Oxford BioMedica released additional data from its Phase I/II clinical trial of TroVax at the Society for Cancer Gene Therapy Conference in London in July 2002
The data, presented by Miles Carroll, vice president of immunotherapy at Oxford Biomedica, is from colorectal cancer patients at the Christie Hospital in Manchester receiving medium and high doses and shows that they tolerated the product well with no adverse reactions being observed.
In addition, the results demonstrate that TroVax is extremely efficient at inducing the appropriate immune response with all of the ten immunocompetent patients analysed to date in the trial mounting a specific response against the tumour antigen OBA1, the active component of TroVax, and some patients showing reductions in levels of circulating tumour marker proteins that are used as indicators of tumour load.
The new data reinforces the observations previously reported for the low dose group.
The trial has been a complete success and TroVax will proceed to the next stage of clinical development.
TroVax is a gene-based therapeutic vaccine that is designed to stimulate the patient's immune system to recognise and destroy cancer cells.
The product is based on a gene that encodes a protein, OBA1, that exists on the surface of tumour cells and not on normal cells - such proteins are known as Tumour Associated Antigens (TAAs).
When the OBA1 gene is expressed by Oxford BioMedica's highly engineered virus-based delivery system, it induces an anti-tumour response.
OBA1 is present on a wide range of tumours, thus while the first clinical trials of TroVax have been conducted in colorectal cancer patients, TroVax is also expected to be applicable to many other solid tumours.
The Phase I/II study described was designed primarily to assess safety and immunogenicity of TroVax in 12 patients.
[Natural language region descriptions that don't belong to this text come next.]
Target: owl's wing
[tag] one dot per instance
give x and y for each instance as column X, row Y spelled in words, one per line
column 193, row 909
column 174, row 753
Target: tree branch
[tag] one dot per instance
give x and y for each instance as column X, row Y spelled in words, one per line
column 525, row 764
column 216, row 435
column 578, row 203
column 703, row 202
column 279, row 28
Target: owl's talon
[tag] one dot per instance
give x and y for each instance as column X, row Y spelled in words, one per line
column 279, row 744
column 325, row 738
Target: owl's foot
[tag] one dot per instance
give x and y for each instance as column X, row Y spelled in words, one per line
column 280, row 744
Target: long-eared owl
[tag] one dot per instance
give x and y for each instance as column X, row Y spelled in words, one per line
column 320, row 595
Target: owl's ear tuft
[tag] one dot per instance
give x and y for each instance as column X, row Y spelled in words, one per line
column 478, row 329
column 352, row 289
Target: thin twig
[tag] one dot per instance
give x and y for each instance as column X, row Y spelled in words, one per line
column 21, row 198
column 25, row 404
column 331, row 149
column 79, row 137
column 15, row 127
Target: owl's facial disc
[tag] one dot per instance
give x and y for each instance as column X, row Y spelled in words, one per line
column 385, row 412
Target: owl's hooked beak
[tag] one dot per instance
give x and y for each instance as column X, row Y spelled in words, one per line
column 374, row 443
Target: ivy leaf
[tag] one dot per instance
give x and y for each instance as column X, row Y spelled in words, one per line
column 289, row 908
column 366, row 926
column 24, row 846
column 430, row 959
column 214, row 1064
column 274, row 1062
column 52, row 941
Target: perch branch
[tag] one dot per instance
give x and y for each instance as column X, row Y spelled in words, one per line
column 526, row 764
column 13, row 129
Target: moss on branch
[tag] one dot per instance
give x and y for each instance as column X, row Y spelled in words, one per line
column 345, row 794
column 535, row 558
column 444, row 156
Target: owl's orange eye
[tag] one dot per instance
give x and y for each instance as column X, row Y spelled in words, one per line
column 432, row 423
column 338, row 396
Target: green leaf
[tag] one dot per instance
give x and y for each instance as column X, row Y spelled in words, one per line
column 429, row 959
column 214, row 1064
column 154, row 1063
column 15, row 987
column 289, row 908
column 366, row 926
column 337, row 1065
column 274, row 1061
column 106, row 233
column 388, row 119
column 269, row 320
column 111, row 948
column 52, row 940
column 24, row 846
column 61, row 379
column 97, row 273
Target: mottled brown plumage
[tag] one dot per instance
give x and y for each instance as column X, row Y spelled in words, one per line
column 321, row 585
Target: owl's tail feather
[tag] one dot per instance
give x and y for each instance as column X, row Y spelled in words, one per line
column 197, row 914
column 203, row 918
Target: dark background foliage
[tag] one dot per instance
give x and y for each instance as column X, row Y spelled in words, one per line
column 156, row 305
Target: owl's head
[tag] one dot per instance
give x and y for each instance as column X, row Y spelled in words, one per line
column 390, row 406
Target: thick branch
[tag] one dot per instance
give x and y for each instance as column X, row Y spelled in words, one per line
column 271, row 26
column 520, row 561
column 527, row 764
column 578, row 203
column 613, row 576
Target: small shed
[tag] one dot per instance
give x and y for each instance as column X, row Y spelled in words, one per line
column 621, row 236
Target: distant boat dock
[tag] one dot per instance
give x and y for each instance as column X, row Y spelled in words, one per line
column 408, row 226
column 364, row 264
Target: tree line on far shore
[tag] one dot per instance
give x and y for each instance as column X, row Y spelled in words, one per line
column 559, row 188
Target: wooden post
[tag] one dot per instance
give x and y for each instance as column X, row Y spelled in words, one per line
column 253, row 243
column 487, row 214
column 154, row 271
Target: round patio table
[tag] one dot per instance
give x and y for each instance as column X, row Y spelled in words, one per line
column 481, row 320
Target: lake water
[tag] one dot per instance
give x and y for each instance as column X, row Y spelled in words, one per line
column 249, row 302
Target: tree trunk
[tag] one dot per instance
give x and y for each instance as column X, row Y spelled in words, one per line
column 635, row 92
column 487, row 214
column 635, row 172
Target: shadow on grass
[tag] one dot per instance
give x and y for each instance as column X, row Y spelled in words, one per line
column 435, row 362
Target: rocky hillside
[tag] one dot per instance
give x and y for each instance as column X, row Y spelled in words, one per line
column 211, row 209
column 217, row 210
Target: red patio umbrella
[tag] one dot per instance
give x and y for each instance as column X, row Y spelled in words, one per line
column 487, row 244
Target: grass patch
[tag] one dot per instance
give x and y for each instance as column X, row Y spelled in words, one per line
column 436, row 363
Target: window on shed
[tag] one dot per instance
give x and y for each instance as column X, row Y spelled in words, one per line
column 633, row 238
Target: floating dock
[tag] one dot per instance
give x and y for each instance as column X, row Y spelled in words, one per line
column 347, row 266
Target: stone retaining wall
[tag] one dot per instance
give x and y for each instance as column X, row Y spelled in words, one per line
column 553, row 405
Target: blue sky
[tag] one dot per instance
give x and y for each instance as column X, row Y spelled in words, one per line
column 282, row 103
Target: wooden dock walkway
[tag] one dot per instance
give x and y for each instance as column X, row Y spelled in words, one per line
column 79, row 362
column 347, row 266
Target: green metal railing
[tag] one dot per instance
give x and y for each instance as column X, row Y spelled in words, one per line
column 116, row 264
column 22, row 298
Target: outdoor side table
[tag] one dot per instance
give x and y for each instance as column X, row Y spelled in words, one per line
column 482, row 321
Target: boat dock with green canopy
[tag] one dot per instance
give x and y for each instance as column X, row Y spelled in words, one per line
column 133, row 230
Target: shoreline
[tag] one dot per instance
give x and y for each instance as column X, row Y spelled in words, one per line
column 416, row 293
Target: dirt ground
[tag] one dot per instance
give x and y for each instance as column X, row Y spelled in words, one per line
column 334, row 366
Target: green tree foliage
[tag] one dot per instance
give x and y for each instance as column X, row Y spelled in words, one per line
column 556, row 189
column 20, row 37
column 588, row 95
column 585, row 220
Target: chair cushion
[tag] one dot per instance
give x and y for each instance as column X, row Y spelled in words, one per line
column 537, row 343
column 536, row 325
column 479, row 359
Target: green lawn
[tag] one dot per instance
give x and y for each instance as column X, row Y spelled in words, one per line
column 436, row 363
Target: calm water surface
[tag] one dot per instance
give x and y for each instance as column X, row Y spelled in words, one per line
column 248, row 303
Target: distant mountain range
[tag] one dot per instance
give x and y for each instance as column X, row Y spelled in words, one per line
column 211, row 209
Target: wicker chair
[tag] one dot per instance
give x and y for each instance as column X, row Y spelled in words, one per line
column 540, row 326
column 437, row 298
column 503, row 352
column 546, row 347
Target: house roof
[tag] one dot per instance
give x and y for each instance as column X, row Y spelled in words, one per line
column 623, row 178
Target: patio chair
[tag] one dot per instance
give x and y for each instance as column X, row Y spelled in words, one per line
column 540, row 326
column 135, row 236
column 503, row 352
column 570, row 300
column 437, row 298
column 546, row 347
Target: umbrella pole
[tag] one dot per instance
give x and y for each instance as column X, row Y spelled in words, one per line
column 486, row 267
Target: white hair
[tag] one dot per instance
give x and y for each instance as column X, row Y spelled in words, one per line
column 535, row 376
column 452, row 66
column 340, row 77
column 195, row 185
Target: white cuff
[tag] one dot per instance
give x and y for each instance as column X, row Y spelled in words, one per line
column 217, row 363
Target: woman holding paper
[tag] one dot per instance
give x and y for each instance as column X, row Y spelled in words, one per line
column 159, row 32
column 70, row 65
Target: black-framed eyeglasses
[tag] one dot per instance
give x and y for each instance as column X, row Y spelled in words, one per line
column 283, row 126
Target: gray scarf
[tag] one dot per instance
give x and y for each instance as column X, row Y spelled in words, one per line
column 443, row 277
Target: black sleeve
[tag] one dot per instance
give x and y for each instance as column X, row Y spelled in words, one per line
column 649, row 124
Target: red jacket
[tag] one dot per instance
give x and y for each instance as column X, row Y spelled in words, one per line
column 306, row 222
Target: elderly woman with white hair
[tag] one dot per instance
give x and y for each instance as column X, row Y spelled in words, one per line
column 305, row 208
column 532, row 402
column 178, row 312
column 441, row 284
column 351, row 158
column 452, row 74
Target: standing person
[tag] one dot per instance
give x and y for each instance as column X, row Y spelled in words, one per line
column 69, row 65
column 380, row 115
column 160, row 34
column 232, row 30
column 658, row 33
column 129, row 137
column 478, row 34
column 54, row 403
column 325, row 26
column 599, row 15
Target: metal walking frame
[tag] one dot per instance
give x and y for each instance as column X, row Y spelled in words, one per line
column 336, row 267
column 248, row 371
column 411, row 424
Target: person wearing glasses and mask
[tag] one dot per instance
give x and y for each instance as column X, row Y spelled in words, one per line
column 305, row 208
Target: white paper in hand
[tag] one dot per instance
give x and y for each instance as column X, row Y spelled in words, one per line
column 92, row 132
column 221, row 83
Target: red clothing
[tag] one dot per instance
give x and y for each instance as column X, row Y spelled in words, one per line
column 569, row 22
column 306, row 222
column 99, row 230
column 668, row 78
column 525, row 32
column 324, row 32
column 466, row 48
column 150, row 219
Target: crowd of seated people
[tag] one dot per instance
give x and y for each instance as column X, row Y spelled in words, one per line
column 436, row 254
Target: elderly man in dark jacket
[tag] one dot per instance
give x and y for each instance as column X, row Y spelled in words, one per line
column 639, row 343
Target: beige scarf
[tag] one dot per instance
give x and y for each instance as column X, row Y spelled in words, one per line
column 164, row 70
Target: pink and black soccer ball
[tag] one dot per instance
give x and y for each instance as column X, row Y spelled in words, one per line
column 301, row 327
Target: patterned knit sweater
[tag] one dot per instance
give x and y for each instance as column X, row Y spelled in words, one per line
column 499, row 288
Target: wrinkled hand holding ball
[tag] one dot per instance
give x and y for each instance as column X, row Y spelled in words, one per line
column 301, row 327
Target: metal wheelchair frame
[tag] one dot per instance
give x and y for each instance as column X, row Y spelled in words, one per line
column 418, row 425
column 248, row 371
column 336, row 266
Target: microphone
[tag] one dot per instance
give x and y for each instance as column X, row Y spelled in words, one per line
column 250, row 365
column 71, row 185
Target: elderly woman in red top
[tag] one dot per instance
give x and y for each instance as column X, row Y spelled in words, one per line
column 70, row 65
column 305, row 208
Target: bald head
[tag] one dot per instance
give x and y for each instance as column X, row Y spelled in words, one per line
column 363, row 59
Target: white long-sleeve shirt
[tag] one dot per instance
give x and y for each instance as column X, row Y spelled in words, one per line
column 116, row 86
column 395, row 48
As is the case with all early stage cancer trials, the patients were at a relatively advanced stage in the disease.
All 12 patients have been recruited and treated with TroVax.
As reported previously, one of the patients in the low dose group was unable to mount an immune response to any test antigen during the study and so was not included in the immunological evaluation of TroVax.
One other patient is part-way through their treatment and their immune responses have not been analysed fully to date.
The remaining ten patients all responded to TroVax by mounting an immune response to the tumour protein OBA1.
It is this response that is anticipated to have a beneficial effect.
In several patients the induction of the immune response was correlated with reductions in circulating markers of tumour load.
In the current trial patients were recruited after they had completed chemotherapy treatment.
In the next trial it is likely that the product will be tested on patients who are at a somewhat earlier stage in the disease process.
Although still in the planning stage, it is likely that the next trial will be a phase II study, in which TroVax will be assessed in colorectal cancer patients while they are undergoing chemotherapy.
This patient group would be the first target market for TroVax.
Subsequently the therapy may be used in other tumours and at an earlier stage.
The market potential for TroVax is substantial as an addition to existing cancer treatment regimens.
Approved drugs such as irinotecan, which have been shown to extend survival by a few months, have achieved global sales in excess of $500 million as an addition to standard 5-FU chemotherapy.
Commenting on the results presented today Oxford BioMedica's chief executive, professor Alan Kingsman said: "We are delighted that the TroVax trials have been so successful with such encouraging results.
"It is unusual for a vaccine, particularly a cancer vaccine, to elicit an immune response in all patients.
"We believe that we have achieved a significant step towards TroVax progressing successfully to the market".